The two areas are home to some of the darkest skies in the country, with large areas of unpolluted night sky where it’s possible to see thousands of stars, the Milky Way, meteors and even the Northern Lights.
The International Dark-Sky Association (IDA) has granted reserve status to both areas, which combined cover over 3500 km2 of northern England.
Both National Parks have worked over several years to achieve this award, gaining support from councils, parishes, landowners, businesses and renowned astronomical experts.
Jim Bailey, chairman of the North York Moors National Park Authority said: “’It’s a wonderful thing to see a meteorite streak across the night sky, or to look up and appreciate the brilliance of the Milky Way. As a child I took these sights for granted, but now it’s absolutely something we need to protect for generations to come.
“This designation as an International Dark Sky Reserve is the culmination of immense dedication and teamwork, and it will continue as we encourage more people to think carefully about our night time environment.
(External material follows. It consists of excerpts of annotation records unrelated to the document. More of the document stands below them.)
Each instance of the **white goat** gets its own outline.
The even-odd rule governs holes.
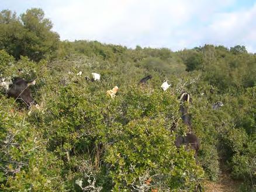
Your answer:
[[[116,93],[117,92],[119,89],[117,86],[115,86],[112,89],[109,90],[106,92],[107,95],[110,96],[112,98],[114,98],[116,97]]]
[[[99,81],[101,78],[101,75],[96,73],[92,73],[92,76],[94,77],[94,81]]]
[[[164,91],[165,91],[167,90],[168,88],[171,86],[171,84],[168,85],[167,83],[167,81],[165,81],[161,86],[161,88],[164,90]]]

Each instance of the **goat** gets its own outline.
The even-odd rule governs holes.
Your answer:
[[[109,90],[106,92],[107,95],[110,96],[111,98],[116,97],[116,93],[117,92],[119,88],[117,86],[115,86],[112,89]]]
[[[198,150],[199,150],[199,141],[197,136],[193,132],[186,134],[186,136],[178,136],[175,141],[175,146],[179,148],[182,145],[191,145],[191,149],[195,150],[195,158],[197,158]]]
[[[195,158],[198,162],[197,156],[198,150],[199,149],[199,141],[197,136],[192,131],[191,127],[191,116],[188,113],[188,107],[184,106],[184,102],[187,102],[188,103],[192,103],[192,99],[190,95],[187,92],[182,92],[179,97],[179,100],[181,103],[179,107],[179,111],[181,113],[181,118],[183,122],[188,127],[189,132],[186,136],[178,136],[175,141],[175,146],[177,148],[181,146],[181,145],[191,145],[191,149],[195,150]]]
[[[165,91],[167,90],[168,88],[169,88],[169,87],[170,86],[171,86],[171,84],[168,85],[167,83],[167,81],[164,82],[164,83],[161,86],[161,88],[162,89],[162,90],[164,90],[164,91]]]
[[[182,102],[188,102],[188,103],[192,104],[192,99],[190,96],[189,93],[188,93],[186,92],[183,92],[181,93],[181,95],[179,97],[179,101]]]
[[[19,77],[14,78],[12,80],[12,85],[10,86],[6,94],[9,97],[15,99],[22,99],[30,108],[32,104],[36,104],[36,102],[32,98],[29,87],[35,84],[35,79],[28,81]]]
[[[184,102],[187,102],[188,103],[191,104],[192,99],[189,93],[184,92],[179,97],[179,100],[181,102],[179,106],[179,111],[181,113],[181,118],[183,120],[183,122],[190,128],[191,127],[191,116],[188,114],[188,107],[184,104]]]
[[[5,78],[3,78],[1,81],[0,82],[0,87],[1,87],[5,93],[7,93],[7,92],[9,90],[9,88],[10,86],[10,85],[12,83],[11,81],[7,81],[5,79]]]
[[[94,78],[94,81],[99,81],[99,79],[101,78],[101,75],[98,74],[96,73],[92,73],[92,76]]]
[[[147,76],[145,76],[144,78],[142,78],[140,81],[139,83],[141,84],[145,84],[146,82],[148,80],[152,79],[152,76],[151,75],[149,75]]]
[[[223,106],[223,103],[222,103],[222,102],[217,102],[216,103],[212,105],[212,109],[213,110],[217,110]]]

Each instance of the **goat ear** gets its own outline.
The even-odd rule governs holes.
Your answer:
[[[179,98],[179,100],[181,100],[184,96],[185,93],[183,93],[182,95],[181,95],[181,97]]]
[[[36,85],[36,79],[27,83],[27,86]]]

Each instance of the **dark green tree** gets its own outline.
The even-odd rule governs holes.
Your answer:
[[[20,18],[9,10],[0,13],[0,48],[16,60],[20,55],[39,61],[51,55],[58,48],[59,36],[51,31],[51,21],[42,9],[33,8]]]

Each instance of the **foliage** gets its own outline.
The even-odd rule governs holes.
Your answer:
[[[28,113],[0,95],[2,190],[193,191],[223,169],[243,180],[241,188],[255,187],[256,57],[244,47],[174,53],[58,44],[40,9],[20,18],[3,11],[0,25],[1,77],[36,78],[32,94],[40,106]],[[42,60],[48,57],[55,58]],[[101,81],[85,81],[91,72]],[[166,79],[171,86],[164,92]],[[112,99],[106,92],[116,85]],[[174,144],[188,131],[177,99],[183,90],[193,100],[187,106],[200,143],[198,164],[193,151]],[[217,101],[224,106],[213,110]]]
[[[41,9],[31,9],[20,18],[9,10],[0,13],[0,49],[4,49],[16,60],[21,55],[39,61],[53,57],[59,36],[51,31],[53,25],[44,18]]]

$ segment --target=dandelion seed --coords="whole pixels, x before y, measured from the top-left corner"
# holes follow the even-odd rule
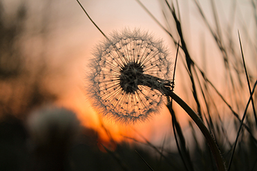
[[[107,117],[144,121],[164,102],[171,62],[161,41],[139,29],[114,32],[99,44],[91,63],[89,94]]]

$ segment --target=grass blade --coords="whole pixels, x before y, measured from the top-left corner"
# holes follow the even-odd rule
[[[241,39],[240,39],[240,37],[239,31],[238,31],[238,38],[239,38],[240,48],[240,49],[241,49],[242,59],[242,62],[243,62],[243,64],[244,64],[245,72],[245,75],[246,75],[246,77],[247,77],[247,79],[248,89],[249,89],[249,93],[250,93],[250,98],[251,98],[251,105],[252,105],[252,108],[253,108],[253,111],[254,111],[254,114],[255,122],[256,122],[256,126],[257,126],[257,117],[256,117],[256,112],[255,111],[255,105],[254,105],[254,98],[253,98],[252,94],[251,93],[251,88],[250,81],[249,81],[249,79],[248,73],[247,73],[247,70],[246,66],[245,66],[245,61],[244,53],[243,53],[243,52],[242,52]]]

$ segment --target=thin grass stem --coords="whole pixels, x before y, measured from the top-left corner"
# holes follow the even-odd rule
[[[255,90],[255,88],[256,87],[256,85],[257,85],[257,80],[254,83],[254,88],[253,88],[253,90],[251,92],[251,94],[253,94],[254,92],[254,90]],[[241,131],[241,129],[242,129],[242,123],[245,121],[245,117],[246,117],[246,114],[247,114],[247,109],[248,109],[248,106],[250,103],[250,101],[251,101],[251,97],[249,97],[249,100],[248,100],[248,102],[247,102],[247,104],[245,107],[245,112],[244,112],[244,114],[242,115],[242,120],[241,120],[241,123],[240,124],[240,126],[239,126],[239,129],[238,129],[238,134],[236,135],[236,141],[235,141],[235,143],[234,143],[234,148],[233,148],[233,151],[232,151],[232,154],[231,154],[231,156],[230,157],[230,160],[229,160],[229,166],[228,166],[228,169],[227,169],[227,171],[229,171],[230,168],[231,168],[231,163],[232,163],[232,160],[233,160],[233,157],[234,157],[234,153],[235,153],[235,150],[236,150],[236,145],[237,145],[237,143],[238,143],[238,138],[239,138],[239,135],[240,135],[240,131]]]
[[[252,97],[252,94],[251,93],[251,84],[250,84],[250,81],[249,79],[249,76],[248,76],[248,73],[247,73],[247,70],[246,68],[246,66],[245,66],[245,57],[244,57],[244,53],[242,52],[242,43],[241,43],[241,39],[240,37],[240,34],[239,34],[239,30],[238,31],[238,38],[239,38],[239,43],[240,43],[240,48],[241,49],[241,54],[242,54],[242,63],[244,64],[244,68],[245,68],[245,75],[246,75],[246,77],[247,77],[247,84],[248,84],[248,90],[249,90],[249,92],[250,93],[250,98],[251,98],[251,105],[252,105],[252,108],[253,108],[253,111],[254,111],[254,119],[255,119],[255,123],[256,124],[256,126],[257,126],[257,117],[256,117],[256,112],[255,110],[255,105],[254,105],[254,98]]]

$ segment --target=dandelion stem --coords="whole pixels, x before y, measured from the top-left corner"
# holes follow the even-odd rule
[[[202,133],[204,136],[208,143],[208,145],[209,146],[211,151],[213,155],[218,170],[219,171],[227,170],[226,167],[225,165],[224,160],[220,154],[220,151],[218,149],[213,137],[211,136],[208,129],[204,125],[204,123],[202,122],[202,121],[200,119],[197,114],[196,114],[196,112],[182,99],[181,99],[180,97],[175,94],[173,92],[169,91],[167,95],[171,97],[187,112],[187,113],[189,115],[189,117],[193,119],[193,121],[200,128]]]

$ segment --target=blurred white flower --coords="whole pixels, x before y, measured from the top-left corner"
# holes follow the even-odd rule
[[[47,106],[31,113],[28,129],[37,146],[70,144],[79,130],[75,114],[63,108]]]

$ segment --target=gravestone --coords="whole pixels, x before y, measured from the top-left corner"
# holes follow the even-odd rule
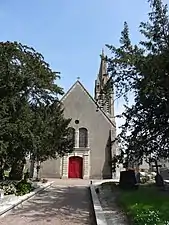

From helping nocturnal wildlife to providing a boost for off-season tourism, the North York Moors looks set to have a better, darker future.”
Neil Heseltine, chair of the Yorkshire Dales National Park Authority, said: “Those lucky enough to live in the Yorkshire Dales National Park know what it is to experience the wonder of some of the darkest skies in the country, and it’s thrilling that the Dales has received recognition for one of its most special qualities.
“Designation provides a fantastic opportunity to encourage tourism in the autumn and winter months, and to work with local authorities, businesses and communities to ensure our dark skies are protected.
“I would like to thank all those who took the time to offer their support, especially our Parish Councils, and everyone who has collectively helped to bring the National Park this incredible accolade.”
Ruskin Hartley, executive director of the International Dark-Sky Association, said: “We applaud the work of Park staff and many volunteers who make this designation possible. They have established the Parks as a global leader in dark-sky conservation.”
In addition to global recognition of the national parks’ exceptional starscapes, designation also provides an opportunity to promote locations, events and businesses which provide outstanding opportunities to look up into the night sky. As well as enhancing habitats for wildlife, improving health and wellbeing and bringing increased economic benefit to the local tourist industry.
The ambition is to enhance the areas dark skies still further by promoting the importance of dark sky-friendly lighting, therefore reducing unnecessary consumption of electricity and minimising carbon footprints and energy costs for households.